Hasan Söylemez, belgeselini Agadezli Beşir’in gözünden çekmiş.

Hayatlarının hiçbir değeri olmadığını bilen insanların doluştuğu bir kamyon bu, onların yolculuğu.
Ölürlerse, istatistik bile olmayacaklar.
Kimse umursamayacak onları, sevdiklerinden başka kimse ağıt yakmayacak arkalarından, hiçbir iz kalmayacak dünyada, sanki hiç yaşamamış olacaklar, sanki hiç varolmadılar, kumun içinde kum zerreciklerine dönüşmeyi bekleyecekler.

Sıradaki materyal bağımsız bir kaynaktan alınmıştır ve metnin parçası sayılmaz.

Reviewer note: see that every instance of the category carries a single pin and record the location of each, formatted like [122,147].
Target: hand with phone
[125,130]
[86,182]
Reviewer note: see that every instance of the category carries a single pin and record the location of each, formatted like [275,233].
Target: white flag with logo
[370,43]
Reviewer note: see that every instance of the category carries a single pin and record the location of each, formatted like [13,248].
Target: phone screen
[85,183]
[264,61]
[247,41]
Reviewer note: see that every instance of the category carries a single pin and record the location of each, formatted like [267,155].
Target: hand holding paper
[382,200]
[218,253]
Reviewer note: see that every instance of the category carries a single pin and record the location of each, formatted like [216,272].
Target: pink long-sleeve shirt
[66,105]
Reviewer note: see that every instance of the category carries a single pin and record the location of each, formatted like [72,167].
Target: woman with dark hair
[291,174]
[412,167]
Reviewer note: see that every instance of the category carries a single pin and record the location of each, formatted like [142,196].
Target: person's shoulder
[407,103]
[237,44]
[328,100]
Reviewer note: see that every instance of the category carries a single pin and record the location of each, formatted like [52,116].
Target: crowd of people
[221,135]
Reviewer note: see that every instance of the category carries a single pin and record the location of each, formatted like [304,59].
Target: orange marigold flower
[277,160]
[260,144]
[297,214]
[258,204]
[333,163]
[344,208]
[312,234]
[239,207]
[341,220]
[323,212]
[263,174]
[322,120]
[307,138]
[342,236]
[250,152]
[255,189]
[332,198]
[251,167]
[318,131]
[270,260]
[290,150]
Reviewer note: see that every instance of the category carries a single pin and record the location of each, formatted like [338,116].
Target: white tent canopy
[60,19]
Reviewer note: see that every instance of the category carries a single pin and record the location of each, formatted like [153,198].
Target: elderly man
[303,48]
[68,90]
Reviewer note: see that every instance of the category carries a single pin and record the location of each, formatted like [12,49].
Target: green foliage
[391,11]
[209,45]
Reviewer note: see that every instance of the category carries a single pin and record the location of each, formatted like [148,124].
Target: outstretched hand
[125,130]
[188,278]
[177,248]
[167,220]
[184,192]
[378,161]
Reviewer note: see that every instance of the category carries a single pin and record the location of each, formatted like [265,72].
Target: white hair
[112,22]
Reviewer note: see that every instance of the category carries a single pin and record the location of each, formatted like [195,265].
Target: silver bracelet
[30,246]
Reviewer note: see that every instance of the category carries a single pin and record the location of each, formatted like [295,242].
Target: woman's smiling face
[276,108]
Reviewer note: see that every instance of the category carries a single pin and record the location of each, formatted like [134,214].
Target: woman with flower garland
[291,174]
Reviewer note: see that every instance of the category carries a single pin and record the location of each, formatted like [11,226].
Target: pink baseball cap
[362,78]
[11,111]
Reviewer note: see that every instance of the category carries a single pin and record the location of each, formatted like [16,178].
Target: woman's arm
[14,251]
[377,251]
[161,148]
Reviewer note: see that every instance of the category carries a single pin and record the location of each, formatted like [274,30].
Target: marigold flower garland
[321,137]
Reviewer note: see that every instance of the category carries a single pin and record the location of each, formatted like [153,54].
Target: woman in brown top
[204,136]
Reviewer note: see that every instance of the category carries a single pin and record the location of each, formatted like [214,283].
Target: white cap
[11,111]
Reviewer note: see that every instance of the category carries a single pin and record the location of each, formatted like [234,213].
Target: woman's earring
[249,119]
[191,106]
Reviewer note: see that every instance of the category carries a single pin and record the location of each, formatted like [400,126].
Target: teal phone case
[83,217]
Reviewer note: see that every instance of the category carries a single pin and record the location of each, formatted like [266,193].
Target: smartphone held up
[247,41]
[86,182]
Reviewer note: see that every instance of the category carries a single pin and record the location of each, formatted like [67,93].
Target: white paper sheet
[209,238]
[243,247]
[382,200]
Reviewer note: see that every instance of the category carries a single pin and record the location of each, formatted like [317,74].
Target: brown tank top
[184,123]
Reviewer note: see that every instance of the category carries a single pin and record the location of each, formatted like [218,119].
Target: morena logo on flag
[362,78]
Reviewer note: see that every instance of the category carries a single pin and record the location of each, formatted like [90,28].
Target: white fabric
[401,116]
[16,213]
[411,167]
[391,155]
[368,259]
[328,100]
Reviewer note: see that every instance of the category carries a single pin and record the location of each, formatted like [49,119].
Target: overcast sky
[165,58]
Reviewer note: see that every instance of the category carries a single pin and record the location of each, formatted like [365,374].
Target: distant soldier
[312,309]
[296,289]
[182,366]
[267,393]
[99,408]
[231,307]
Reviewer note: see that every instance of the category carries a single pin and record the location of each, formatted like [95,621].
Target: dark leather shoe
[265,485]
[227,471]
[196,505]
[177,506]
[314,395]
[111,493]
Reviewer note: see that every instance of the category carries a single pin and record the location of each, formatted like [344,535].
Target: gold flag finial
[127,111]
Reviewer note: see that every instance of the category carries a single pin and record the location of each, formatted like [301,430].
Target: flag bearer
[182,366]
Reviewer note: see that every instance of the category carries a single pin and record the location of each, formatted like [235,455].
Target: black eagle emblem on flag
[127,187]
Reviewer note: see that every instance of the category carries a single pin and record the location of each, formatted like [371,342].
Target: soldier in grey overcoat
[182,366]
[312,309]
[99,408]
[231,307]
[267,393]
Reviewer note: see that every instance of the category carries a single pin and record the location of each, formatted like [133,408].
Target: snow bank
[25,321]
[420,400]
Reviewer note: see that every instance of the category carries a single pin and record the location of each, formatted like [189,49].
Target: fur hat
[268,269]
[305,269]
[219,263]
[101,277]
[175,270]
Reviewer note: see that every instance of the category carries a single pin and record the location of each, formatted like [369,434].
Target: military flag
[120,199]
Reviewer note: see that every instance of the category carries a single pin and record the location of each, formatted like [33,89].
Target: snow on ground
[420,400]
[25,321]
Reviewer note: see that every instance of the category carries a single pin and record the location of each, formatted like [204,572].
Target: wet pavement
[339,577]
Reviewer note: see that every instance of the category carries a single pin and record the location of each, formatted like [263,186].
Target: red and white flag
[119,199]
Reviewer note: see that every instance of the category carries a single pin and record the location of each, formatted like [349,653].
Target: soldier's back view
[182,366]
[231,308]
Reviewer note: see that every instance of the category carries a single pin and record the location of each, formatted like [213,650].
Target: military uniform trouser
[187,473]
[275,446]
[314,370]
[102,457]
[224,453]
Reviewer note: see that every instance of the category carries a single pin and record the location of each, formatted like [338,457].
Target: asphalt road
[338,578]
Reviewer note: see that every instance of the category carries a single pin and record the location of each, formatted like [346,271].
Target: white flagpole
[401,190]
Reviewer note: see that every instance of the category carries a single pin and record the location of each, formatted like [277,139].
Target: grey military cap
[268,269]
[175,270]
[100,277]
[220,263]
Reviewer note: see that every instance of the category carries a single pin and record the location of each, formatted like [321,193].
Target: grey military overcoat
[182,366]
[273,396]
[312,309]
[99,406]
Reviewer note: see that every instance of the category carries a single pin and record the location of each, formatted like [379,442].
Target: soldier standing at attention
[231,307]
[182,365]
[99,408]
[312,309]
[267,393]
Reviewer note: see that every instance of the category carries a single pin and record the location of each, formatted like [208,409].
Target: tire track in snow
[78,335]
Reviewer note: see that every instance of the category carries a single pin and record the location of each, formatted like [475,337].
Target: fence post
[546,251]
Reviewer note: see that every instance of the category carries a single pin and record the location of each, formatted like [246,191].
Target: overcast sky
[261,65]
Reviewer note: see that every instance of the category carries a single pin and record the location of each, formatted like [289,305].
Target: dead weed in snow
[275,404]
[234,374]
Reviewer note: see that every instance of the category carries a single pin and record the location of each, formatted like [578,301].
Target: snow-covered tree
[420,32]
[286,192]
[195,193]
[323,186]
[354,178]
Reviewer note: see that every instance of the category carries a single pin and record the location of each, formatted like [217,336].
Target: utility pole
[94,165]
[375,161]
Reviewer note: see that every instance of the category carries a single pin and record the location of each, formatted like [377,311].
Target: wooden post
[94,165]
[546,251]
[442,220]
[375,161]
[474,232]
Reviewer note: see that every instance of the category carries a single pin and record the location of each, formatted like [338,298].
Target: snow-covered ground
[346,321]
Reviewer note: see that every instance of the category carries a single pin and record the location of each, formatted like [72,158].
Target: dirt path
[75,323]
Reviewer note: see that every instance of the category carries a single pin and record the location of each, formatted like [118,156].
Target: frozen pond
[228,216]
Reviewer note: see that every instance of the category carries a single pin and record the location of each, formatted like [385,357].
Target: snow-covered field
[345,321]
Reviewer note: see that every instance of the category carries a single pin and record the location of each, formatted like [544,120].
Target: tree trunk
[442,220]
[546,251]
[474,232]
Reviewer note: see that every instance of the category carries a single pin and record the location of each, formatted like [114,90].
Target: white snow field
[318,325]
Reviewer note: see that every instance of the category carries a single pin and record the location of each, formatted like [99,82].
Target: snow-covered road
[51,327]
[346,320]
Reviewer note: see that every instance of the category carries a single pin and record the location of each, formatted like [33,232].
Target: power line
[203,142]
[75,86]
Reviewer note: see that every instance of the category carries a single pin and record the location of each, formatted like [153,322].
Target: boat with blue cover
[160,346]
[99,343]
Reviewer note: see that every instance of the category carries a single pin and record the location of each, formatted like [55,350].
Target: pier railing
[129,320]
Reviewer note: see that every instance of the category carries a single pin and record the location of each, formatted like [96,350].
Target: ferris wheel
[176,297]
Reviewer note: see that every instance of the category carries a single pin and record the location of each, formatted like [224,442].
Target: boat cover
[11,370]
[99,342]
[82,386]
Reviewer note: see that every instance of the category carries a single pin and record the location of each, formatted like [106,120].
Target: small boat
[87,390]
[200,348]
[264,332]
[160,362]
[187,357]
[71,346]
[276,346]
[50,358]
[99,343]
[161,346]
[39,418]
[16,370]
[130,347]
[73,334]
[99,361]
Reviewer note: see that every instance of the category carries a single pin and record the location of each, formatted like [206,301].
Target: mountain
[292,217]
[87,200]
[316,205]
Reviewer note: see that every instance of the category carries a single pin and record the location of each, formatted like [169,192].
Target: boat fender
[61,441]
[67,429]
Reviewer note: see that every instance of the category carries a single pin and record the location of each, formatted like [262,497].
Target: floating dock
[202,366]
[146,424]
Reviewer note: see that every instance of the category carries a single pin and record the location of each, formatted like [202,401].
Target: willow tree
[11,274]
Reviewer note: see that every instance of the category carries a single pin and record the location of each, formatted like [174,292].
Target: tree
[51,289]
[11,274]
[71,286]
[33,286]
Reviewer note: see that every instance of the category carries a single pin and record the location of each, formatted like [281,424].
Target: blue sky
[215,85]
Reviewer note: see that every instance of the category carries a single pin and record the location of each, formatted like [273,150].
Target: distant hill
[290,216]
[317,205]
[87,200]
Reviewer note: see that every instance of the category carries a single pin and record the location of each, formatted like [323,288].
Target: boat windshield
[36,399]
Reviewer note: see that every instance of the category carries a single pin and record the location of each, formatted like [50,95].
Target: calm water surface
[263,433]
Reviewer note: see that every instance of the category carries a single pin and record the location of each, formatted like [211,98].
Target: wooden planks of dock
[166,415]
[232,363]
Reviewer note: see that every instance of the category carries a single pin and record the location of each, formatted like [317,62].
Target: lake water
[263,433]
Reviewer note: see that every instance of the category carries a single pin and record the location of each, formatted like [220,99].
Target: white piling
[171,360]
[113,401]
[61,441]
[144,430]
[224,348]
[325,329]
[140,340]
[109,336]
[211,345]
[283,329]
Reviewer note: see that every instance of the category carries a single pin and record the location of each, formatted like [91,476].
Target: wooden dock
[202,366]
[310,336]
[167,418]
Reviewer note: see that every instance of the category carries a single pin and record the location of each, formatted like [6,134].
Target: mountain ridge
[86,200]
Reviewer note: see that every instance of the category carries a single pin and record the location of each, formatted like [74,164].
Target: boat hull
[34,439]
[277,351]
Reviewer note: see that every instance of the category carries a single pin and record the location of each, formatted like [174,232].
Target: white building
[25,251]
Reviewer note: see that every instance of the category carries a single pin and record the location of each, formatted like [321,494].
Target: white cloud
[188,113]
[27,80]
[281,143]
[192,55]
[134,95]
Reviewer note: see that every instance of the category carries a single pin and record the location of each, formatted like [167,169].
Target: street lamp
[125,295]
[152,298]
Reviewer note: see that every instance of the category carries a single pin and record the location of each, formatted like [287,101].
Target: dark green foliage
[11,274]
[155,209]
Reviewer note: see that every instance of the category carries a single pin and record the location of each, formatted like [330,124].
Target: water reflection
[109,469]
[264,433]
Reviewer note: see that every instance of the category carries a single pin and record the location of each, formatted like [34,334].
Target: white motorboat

Uyumak bile yasak yolculukta, şayet uyuyakalır da düşersen gece vakti ve duymazsa çığlığını kimse, çölün ortasında bir başına kalıverirsin.
Kamyon bozulabilir, lastik patlayabilir, yolculuk beklenenden uzun olabilir.
Ve, sen orada çaresizce beklerken ölebilirsin.
Yolculuğa çıkan herkes biliyor bu gerçeği, ölümle dans ediyorlar yol boyunca ve başarabilirlerse ölmemeyi, kendilerini nelerin beklediğini de bilmedikleri yeni bir hayata başlıyorlar.
Kimileri bir şeyler satıp Beşir gibi geri dönüyor, kimileri Libya’dan Avrupa’ya doğru ölüm yolculuklarına devam ediyor…
İnsanın kendini değersiz hissetmesi başlı başına üstünde durulması gereken bir olgu ama buranın gerçekliği bambaşka.
“Yalnız biraz daha iyi yaşamaya özlemli” der ya Necatigil…
İyi çok uzak, olanın biraz daha iyisi, ölüm yolculuğuna çıkmayacak, bir yatağı olacak, geceleri aç uyumayacak kadar…
Daha gidilecek ne çok yol olduğunu gösteren epik bir ‘insan kalma’ destanı bence Tenere.
Denizlerde ve çöllerde milyonlarca insan hayatını kaybederken biz de insanlığı, insanlığın erdemlerini kaybediyoruz çünkü.